The Strange Boarders of Palace Crescent
- First edition (US)
- Author: Edward Phillips Oppenheim
- Cover artist: Arthur Hawkins, Jr. (US)
- Language: English
- Genre: Thriller
- Publisher: Hodder & Stoughton (UK) Little, Brown (US)
- Publication date: 1934
- Publication place: United Kingdom
- Media type: Print

= The Strange Boarders of Palace Crescent =

1934 novel

The Strange Boarders of Palace Crescent is a thriller novel by the British writer Edward Phillips Oppenheim, which was first published in 1934. It is set in a boarding house in London.

==Synopsis==
Struggling young businessman Roger Ferrison takes a room at a boarding house in Hammersmith.
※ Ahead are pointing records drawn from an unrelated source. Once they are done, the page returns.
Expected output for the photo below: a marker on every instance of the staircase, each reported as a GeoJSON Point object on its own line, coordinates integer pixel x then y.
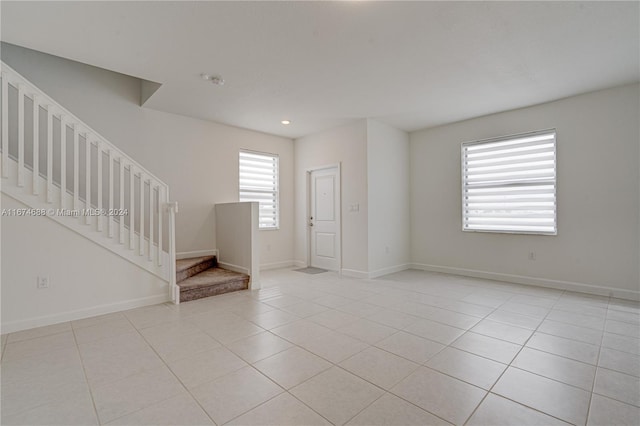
{"type": "Point", "coordinates": [61, 168]}
{"type": "Point", "coordinates": [201, 277]}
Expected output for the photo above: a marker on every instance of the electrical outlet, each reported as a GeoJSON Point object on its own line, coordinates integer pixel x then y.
{"type": "Point", "coordinates": [43, 282]}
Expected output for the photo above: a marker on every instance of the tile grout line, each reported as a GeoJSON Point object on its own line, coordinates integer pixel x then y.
{"type": "Point", "coordinates": [509, 366]}
{"type": "Point", "coordinates": [84, 372]}
{"type": "Point", "coordinates": [172, 373]}
{"type": "Point", "coordinates": [597, 366]}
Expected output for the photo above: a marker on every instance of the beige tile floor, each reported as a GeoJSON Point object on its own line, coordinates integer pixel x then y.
{"type": "Point", "coordinates": [410, 348]}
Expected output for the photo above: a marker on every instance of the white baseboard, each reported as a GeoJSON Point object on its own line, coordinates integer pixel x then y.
{"type": "Point", "coordinates": [277, 265]}
{"type": "Point", "coordinates": [197, 253]}
{"type": "Point", "coordinates": [390, 270]}
{"type": "Point", "coordinates": [19, 325]}
{"type": "Point", "coordinates": [540, 282]}
{"type": "Point", "coordinates": [234, 268]}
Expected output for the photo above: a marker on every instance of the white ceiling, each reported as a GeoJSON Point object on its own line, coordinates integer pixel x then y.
{"type": "Point", "coordinates": [320, 64]}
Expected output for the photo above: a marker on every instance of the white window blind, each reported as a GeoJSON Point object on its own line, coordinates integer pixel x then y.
{"type": "Point", "coordinates": [509, 184]}
{"type": "Point", "coordinates": [259, 182]}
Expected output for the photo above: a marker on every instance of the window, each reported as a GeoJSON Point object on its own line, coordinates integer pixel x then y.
{"type": "Point", "coordinates": [259, 182]}
{"type": "Point", "coordinates": [509, 184]}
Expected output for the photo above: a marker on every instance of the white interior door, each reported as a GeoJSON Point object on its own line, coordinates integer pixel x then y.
{"type": "Point", "coordinates": [324, 218]}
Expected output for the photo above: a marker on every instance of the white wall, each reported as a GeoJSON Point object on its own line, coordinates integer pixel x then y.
{"type": "Point", "coordinates": [85, 279]}
{"type": "Point", "coordinates": [346, 145]}
{"type": "Point", "coordinates": [388, 194]}
{"type": "Point", "coordinates": [596, 248]}
{"type": "Point", "coordinates": [197, 159]}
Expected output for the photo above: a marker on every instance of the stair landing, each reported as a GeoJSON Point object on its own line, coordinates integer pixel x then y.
{"type": "Point", "coordinates": [200, 277]}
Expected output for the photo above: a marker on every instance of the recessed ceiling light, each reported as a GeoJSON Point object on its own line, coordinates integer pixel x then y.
{"type": "Point", "coordinates": [215, 79]}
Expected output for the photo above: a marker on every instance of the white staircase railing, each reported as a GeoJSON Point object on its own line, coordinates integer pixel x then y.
{"type": "Point", "coordinates": [60, 167]}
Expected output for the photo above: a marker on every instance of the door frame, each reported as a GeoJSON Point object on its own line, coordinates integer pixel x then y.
{"type": "Point", "coordinates": [338, 167]}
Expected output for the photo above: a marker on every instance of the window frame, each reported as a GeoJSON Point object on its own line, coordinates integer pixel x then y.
{"type": "Point", "coordinates": [276, 191]}
{"type": "Point", "coordinates": [464, 184]}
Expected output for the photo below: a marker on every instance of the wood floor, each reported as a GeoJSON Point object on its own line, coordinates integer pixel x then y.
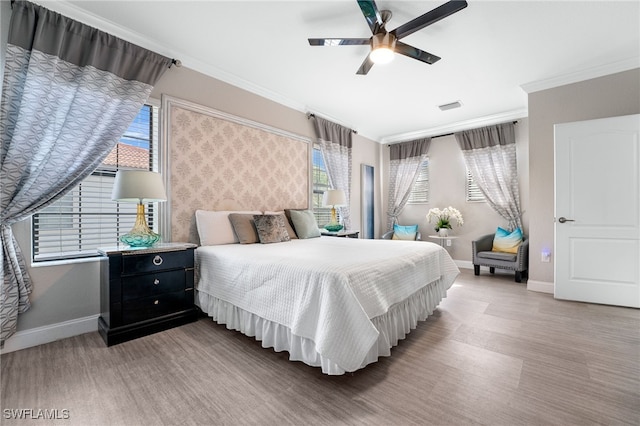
{"type": "Point", "coordinates": [493, 353]}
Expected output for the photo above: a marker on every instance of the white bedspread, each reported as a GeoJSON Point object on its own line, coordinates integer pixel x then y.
{"type": "Point", "coordinates": [329, 301]}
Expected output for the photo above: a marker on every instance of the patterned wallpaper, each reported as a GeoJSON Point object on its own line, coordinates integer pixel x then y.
{"type": "Point", "coordinates": [222, 162]}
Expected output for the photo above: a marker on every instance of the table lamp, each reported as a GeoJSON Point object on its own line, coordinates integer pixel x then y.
{"type": "Point", "coordinates": [333, 198]}
{"type": "Point", "coordinates": [139, 186]}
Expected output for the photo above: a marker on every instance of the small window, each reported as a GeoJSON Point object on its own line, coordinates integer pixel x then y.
{"type": "Point", "coordinates": [320, 185]}
{"type": "Point", "coordinates": [86, 218]}
{"type": "Point", "coordinates": [473, 191]}
{"type": "Point", "coordinates": [420, 190]}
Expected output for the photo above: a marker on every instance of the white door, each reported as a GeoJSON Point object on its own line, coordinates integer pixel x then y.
{"type": "Point", "coordinates": [597, 211]}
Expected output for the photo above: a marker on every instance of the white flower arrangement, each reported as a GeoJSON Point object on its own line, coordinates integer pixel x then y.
{"type": "Point", "coordinates": [443, 217]}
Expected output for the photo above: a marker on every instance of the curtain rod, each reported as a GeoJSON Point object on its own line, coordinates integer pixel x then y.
{"type": "Point", "coordinates": [176, 62]}
{"type": "Point", "coordinates": [447, 134]}
{"type": "Point", "coordinates": [310, 114]}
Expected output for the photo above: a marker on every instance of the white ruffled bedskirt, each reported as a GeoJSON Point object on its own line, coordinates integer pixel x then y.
{"type": "Point", "coordinates": [392, 326]}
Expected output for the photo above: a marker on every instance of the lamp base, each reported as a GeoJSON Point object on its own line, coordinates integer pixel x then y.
{"type": "Point", "coordinates": [333, 227]}
{"type": "Point", "coordinates": [140, 235]}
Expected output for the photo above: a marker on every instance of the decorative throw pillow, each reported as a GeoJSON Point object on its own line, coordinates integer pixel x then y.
{"type": "Point", "coordinates": [215, 228]}
{"type": "Point", "coordinates": [404, 232]}
{"type": "Point", "coordinates": [287, 224]}
{"type": "Point", "coordinates": [244, 227]}
{"type": "Point", "coordinates": [305, 223]}
{"type": "Point", "coordinates": [507, 242]}
{"type": "Point", "coordinates": [271, 228]}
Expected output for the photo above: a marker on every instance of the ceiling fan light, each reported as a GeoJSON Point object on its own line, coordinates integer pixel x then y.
{"type": "Point", "coordinates": [382, 45]}
{"type": "Point", "coordinates": [381, 55]}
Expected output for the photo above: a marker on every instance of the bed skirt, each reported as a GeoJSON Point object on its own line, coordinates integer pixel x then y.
{"type": "Point", "coordinates": [392, 326]}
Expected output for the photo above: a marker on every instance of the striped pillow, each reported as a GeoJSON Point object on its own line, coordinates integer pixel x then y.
{"type": "Point", "coordinates": [507, 242]}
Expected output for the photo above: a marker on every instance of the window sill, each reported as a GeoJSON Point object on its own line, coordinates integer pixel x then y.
{"type": "Point", "coordinates": [46, 263]}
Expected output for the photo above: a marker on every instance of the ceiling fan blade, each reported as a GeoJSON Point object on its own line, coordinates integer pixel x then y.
{"type": "Point", "coordinates": [415, 53]}
{"type": "Point", "coordinates": [365, 67]}
{"type": "Point", "coordinates": [338, 41]}
{"type": "Point", "coordinates": [371, 14]}
{"type": "Point", "coordinates": [429, 18]}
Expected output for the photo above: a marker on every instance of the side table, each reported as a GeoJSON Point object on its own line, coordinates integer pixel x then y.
{"type": "Point", "coordinates": [343, 233]}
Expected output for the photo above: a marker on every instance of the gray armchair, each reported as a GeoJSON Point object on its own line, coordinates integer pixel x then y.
{"type": "Point", "coordinates": [389, 235]}
{"type": "Point", "coordinates": [483, 256]}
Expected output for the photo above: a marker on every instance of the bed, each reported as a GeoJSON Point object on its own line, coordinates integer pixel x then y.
{"type": "Point", "coordinates": [333, 303]}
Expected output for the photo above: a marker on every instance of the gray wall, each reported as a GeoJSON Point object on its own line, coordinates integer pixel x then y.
{"type": "Point", "coordinates": [447, 176]}
{"type": "Point", "coordinates": [609, 96]}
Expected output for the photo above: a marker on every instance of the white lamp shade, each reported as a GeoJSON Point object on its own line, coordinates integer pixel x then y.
{"type": "Point", "coordinates": [138, 186]}
{"type": "Point", "coordinates": [334, 197]}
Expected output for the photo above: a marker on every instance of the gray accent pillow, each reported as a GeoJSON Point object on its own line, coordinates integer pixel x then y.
{"type": "Point", "coordinates": [271, 228]}
{"type": "Point", "coordinates": [305, 223]}
{"type": "Point", "coordinates": [244, 227]}
{"type": "Point", "coordinates": [287, 223]}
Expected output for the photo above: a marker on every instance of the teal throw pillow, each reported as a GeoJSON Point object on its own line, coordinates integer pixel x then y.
{"type": "Point", "coordinates": [404, 232]}
{"type": "Point", "coordinates": [305, 224]}
{"type": "Point", "coordinates": [507, 242]}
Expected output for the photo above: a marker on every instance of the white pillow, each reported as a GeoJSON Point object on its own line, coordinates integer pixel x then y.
{"type": "Point", "coordinates": [214, 227]}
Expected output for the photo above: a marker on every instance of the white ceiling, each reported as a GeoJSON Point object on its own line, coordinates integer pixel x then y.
{"type": "Point", "coordinates": [493, 53]}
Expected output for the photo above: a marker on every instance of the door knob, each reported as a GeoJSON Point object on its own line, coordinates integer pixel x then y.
{"type": "Point", "coordinates": [564, 219]}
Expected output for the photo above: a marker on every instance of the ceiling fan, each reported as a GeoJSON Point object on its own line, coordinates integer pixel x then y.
{"type": "Point", "coordinates": [384, 43]}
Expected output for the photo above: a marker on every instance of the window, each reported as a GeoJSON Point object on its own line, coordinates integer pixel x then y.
{"type": "Point", "coordinates": [320, 185]}
{"type": "Point", "coordinates": [420, 191]}
{"type": "Point", "coordinates": [86, 218]}
{"type": "Point", "coordinates": [473, 191]}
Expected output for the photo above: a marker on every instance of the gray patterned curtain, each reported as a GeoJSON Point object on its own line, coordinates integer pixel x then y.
{"type": "Point", "coordinates": [69, 92]}
{"type": "Point", "coordinates": [404, 167]}
{"type": "Point", "coordinates": [490, 155]}
{"type": "Point", "coordinates": [335, 143]}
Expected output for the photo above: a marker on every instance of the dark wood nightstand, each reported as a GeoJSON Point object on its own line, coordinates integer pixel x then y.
{"type": "Point", "coordinates": [343, 233]}
{"type": "Point", "coordinates": [145, 290]}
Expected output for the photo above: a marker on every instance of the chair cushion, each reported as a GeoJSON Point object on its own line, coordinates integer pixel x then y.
{"type": "Point", "coordinates": [407, 232]}
{"type": "Point", "coordinates": [507, 242]}
{"type": "Point", "coordinates": [496, 255]}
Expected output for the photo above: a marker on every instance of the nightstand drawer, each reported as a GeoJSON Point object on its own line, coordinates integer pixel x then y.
{"type": "Point", "coordinates": [135, 287]}
{"type": "Point", "coordinates": [145, 290]}
{"type": "Point", "coordinates": [152, 307]}
{"type": "Point", "coordinates": [136, 264]}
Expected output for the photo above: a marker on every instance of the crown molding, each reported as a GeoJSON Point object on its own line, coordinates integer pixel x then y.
{"type": "Point", "coordinates": [81, 15]}
{"type": "Point", "coordinates": [582, 75]}
{"type": "Point", "coordinates": [474, 123]}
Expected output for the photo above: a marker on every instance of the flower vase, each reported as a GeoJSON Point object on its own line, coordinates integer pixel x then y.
{"type": "Point", "coordinates": [443, 232]}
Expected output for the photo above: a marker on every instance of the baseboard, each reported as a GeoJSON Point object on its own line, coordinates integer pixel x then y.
{"type": "Point", "coordinates": [50, 333]}
{"type": "Point", "coordinates": [464, 264]}
{"type": "Point", "coordinates": [540, 286]}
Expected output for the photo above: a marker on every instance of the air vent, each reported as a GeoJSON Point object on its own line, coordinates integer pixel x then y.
{"type": "Point", "coordinates": [452, 105]}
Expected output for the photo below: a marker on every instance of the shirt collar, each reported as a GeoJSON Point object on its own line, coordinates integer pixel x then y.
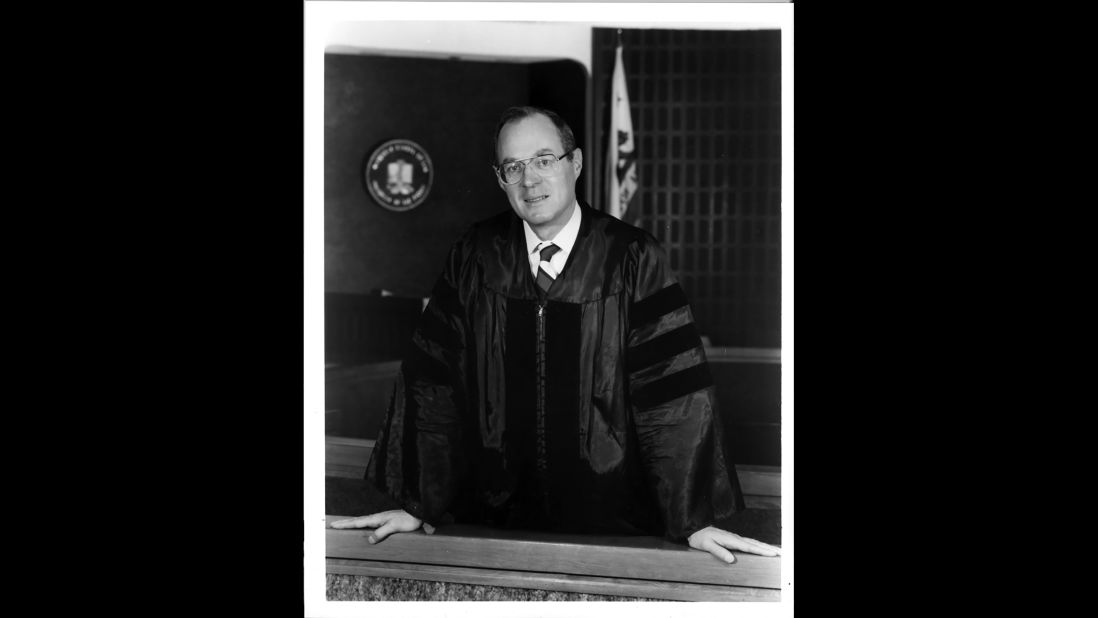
{"type": "Point", "coordinates": [564, 239]}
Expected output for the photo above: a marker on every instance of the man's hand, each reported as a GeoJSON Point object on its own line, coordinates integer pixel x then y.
{"type": "Point", "coordinates": [714, 540]}
{"type": "Point", "coordinates": [385, 523]}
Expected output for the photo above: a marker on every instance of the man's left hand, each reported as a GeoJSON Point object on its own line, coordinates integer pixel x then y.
{"type": "Point", "coordinates": [717, 542]}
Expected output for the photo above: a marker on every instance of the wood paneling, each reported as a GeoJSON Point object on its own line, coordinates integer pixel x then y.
{"type": "Point", "coordinates": [706, 115]}
{"type": "Point", "coordinates": [632, 558]}
{"type": "Point", "coordinates": [587, 584]}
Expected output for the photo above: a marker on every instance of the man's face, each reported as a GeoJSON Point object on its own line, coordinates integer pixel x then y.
{"type": "Point", "coordinates": [542, 201]}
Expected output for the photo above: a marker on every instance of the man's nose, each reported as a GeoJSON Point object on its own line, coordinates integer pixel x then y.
{"type": "Point", "coordinates": [530, 177]}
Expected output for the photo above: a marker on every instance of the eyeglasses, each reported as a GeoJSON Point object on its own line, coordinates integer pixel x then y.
{"type": "Point", "coordinates": [545, 165]}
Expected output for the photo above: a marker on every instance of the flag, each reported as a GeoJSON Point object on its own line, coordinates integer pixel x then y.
{"type": "Point", "coordinates": [620, 152]}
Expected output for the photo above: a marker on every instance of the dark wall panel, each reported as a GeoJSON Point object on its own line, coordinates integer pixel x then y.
{"type": "Point", "coordinates": [447, 107]}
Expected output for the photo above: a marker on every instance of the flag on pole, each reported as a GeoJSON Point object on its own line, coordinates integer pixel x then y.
{"type": "Point", "coordinates": [622, 156]}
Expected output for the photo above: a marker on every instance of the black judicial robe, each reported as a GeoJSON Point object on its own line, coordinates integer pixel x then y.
{"type": "Point", "coordinates": [589, 408]}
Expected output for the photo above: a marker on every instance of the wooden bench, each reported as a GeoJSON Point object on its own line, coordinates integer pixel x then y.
{"type": "Point", "coordinates": [635, 566]}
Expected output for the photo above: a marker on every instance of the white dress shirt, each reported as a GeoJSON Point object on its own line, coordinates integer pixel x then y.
{"type": "Point", "coordinates": [564, 239]}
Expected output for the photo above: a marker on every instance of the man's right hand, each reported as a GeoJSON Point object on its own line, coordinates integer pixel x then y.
{"type": "Point", "coordinates": [385, 523]}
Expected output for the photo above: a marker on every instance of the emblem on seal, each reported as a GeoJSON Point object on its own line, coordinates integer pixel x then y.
{"type": "Point", "coordinates": [398, 175]}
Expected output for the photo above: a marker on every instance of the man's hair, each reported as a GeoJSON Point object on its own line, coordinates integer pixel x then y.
{"type": "Point", "coordinates": [513, 114]}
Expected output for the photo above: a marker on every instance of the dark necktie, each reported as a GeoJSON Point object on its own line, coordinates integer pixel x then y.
{"type": "Point", "coordinates": [545, 279]}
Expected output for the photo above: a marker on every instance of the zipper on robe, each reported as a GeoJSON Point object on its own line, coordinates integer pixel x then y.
{"type": "Point", "coordinates": [540, 411]}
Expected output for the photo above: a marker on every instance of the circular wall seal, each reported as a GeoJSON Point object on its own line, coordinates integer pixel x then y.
{"type": "Point", "coordinates": [398, 175]}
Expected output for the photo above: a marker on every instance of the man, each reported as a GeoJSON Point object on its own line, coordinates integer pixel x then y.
{"type": "Point", "coordinates": [557, 380]}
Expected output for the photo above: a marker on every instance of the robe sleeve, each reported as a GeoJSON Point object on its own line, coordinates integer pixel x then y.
{"type": "Point", "coordinates": [681, 436]}
{"type": "Point", "coordinates": [418, 459]}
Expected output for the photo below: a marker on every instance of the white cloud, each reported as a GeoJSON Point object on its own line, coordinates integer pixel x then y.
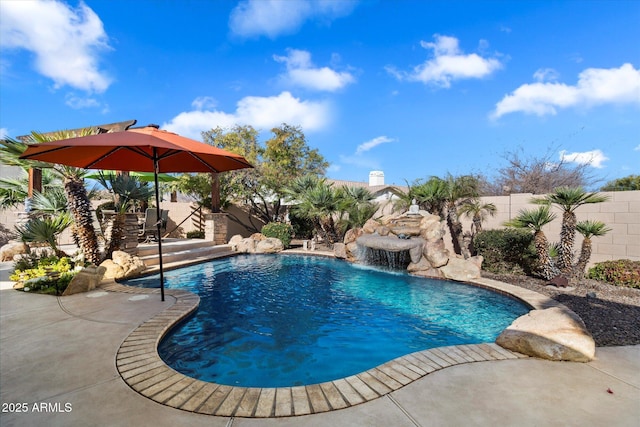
{"type": "Point", "coordinates": [301, 72]}
{"type": "Point", "coordinates": [546, 75]}
{"type": "Point", "coordinates": [595, 86]}
{"type": "Point", "coordinates": [259, 112]}
{"type": "Point", "coordinates": [448, 63]}
{"type": "Point", "coordinates": [366, 146]}
{"type": "Point", "coordinates": [65, 42]}
{"type": "Point", "coordinates": [204, 102]}
{"type": "Point", "coordinates": [359, 159]}
{"type": "Point", "coordinates": [593, 158]}
{"type": "Point", "coordinates": [254, 18]}
{"type": "Point", "coordinates": [78, 102]}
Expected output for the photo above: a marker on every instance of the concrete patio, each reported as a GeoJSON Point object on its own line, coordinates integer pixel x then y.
{"type": "Point", "coordinates": [58, 362]}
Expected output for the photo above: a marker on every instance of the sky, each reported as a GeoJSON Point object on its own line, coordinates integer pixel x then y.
{"type": "Point", "coordinates": [412, 88]}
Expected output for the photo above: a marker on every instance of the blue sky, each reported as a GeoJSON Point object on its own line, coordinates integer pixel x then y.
{"type": "Point", "coordinates": [412, 88]}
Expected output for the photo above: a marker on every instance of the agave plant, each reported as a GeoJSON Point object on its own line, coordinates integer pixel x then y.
{"type": "Point", "coordinates": [126, 191]}
{"type": "Point", "coordinates": [45, 230]}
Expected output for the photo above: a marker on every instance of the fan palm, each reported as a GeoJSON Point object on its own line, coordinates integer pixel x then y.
{"type": "Point", "coordinates": [126, 191]}
{"type": "Point", "coordinates": [588, 229]}
{"type": "Point", "coordinates": [569, 199]}
{"type": "Point", "coordinates": [78, 199]}
{"type": "Point", "coordinates": [535, 219]}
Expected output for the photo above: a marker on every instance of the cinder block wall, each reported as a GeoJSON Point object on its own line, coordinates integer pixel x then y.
{"type": "Point", "coordinates": [621, 213]}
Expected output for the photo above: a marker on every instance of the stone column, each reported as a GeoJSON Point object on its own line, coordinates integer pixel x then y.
{"type": "Point", "coordinates": [215, 228]}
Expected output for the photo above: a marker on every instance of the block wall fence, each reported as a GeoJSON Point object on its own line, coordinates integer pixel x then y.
{"type": "Point", "coordinates": [621, 213]}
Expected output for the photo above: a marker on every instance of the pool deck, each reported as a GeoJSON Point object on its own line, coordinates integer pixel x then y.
{"type": "Point", "coordinates": [89, 359]}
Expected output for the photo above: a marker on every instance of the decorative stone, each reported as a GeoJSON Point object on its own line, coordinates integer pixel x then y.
{"type": "Point", "coordinates": [257, 243]}
{"type": "Point", "coordinates": [11, 249]}
{"type": "Point", "coordinates": [87, 279]}
{"type": "Point", "coordinates": [554, 333]}
{"type": "Point", "coordinates": [122, 265]}
{"type": "Point", "coordinates": [436, 253]}
{"type": "Point", "coordinates": [269, 245]}
{"type": "Point", "coordinates": [460, 269]}
{"type": "Point", "coordinates": [371, 226]}
{"type": "Point", "coordinates": [416, 253]}
{"type": "Point", "coordinates": [340, 250]}
{"type": "Point", "coordinates": [352, 235]}
{"type": "Point", "coordinates": [234, 241]}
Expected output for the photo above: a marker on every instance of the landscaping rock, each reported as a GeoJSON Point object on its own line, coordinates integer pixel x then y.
{"type": "Point", "coordinates": [340, 250]}
{"type": "Point", "coordinates": [11, 249]}
{"type": "Point", "coordinates": [87, 279]}
{"type": "Point", "coordinates": [460, 269]}
{"type": "Point", "coordinates": [122, 265]}
{"type": "Point", "coordinates": [269, 245]}
{"type": "Point", "coordinates": [555, 333]}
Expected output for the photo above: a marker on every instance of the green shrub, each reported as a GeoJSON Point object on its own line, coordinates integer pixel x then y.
{"type": "Point", "coordinates": [621, 272]}
{"type": "Point", "coordinates": [302, 227]}
{"type": "Point", "coordinates": [47, 275]}
{"type": "Point", "coordinates": [280, 231]}
{"type": "Point", "coordinates": [195, 234]}
{"type": "Point", "coordinates": [506, 250]}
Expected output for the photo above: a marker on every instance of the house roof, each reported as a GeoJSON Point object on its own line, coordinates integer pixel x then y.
{"type": "Point", "coordinates": [374, 189]}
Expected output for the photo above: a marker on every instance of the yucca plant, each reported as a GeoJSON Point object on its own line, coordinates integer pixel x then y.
{"type": "Point", "coordinates": [535, 219]}
{"type": "Point", "coordinates": [588, 229]}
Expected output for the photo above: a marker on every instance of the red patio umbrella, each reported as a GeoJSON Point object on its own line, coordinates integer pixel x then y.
{"type": "Point", "coordinates": [142, 150]}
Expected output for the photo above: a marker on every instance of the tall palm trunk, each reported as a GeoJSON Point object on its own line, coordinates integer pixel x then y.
{"type": "Point", "coordinates": [567, 238]}
{"type": "Point", "coordinates": [585, 255]}
{"type": "Point", "coordinates": [545, 267]}
{"type": "Point", "coordinates": [80, 209]}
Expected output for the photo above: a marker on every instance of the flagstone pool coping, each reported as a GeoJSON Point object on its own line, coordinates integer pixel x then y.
{"type": "Point", "coordinates": [142, 369]}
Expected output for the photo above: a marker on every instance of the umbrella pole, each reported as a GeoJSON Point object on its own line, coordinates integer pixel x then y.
{"type": "Point", "coordinates": [159, 221]}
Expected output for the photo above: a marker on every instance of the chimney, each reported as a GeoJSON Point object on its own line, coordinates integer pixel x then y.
{"type": "Point", "coordinates": [376, 178]}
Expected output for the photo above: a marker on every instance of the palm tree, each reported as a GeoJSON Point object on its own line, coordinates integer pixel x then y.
{"type": "Point", "coordinates": [478, 212]}
{"type": "Point", "coordinates": [588, 229]}
{"type": "Point", "coordinates": [126, 190]}
{"type": "Point", "coordinates": [77, 197]}
{"type": "Point", "coordinates": [535, 219]}
{"type": "Point", "coordinates": [316, 200]}
{"type": "Point", "coordinates": [569, 199]}
{"type": "Point", "coordinates": [356, 206]}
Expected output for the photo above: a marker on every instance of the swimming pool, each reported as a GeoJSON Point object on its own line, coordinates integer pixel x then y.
{"type": "Point", "coordinates": [276, 320]}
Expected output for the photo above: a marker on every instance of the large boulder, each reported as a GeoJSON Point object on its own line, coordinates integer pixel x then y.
{"type": "Point", "coordinates": [269, 245]}
{"type": "Point", "coordinates": [122, 265]}
{"type": "Point", "coordinates": [436, 253]}
{"type": "Point", "coordinates": [554, 333]}
{"type": "Point", "coordinates": [11, 249]}
{"type": "Point", "coordinates": [86, 280]}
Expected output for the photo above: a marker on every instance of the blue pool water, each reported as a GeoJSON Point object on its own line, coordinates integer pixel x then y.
{"type": "Point", "coordinates": [276, 320]}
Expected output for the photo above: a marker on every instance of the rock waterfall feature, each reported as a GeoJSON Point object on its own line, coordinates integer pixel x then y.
{"type": "Point", "coordinates": [412, 240]}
At first his fellow boarders are seemingly mundane, but he gradually notices strange happenings culminating in the murder of one of the residents just outside the house.

==Film adaptation==
In 1938 the story provided a loose basis for the comedy-thriller film Strange Boarders made by Gainsborough Pictures and starring Tom Walls, Renée Saint-Cyr and Googie Withers. Significant alterations were made to the plot and characters.

==Bibliography==
- Goble, Alan. The Complete Index to Literary Sources in Film. Walter de Gruyter, 1999.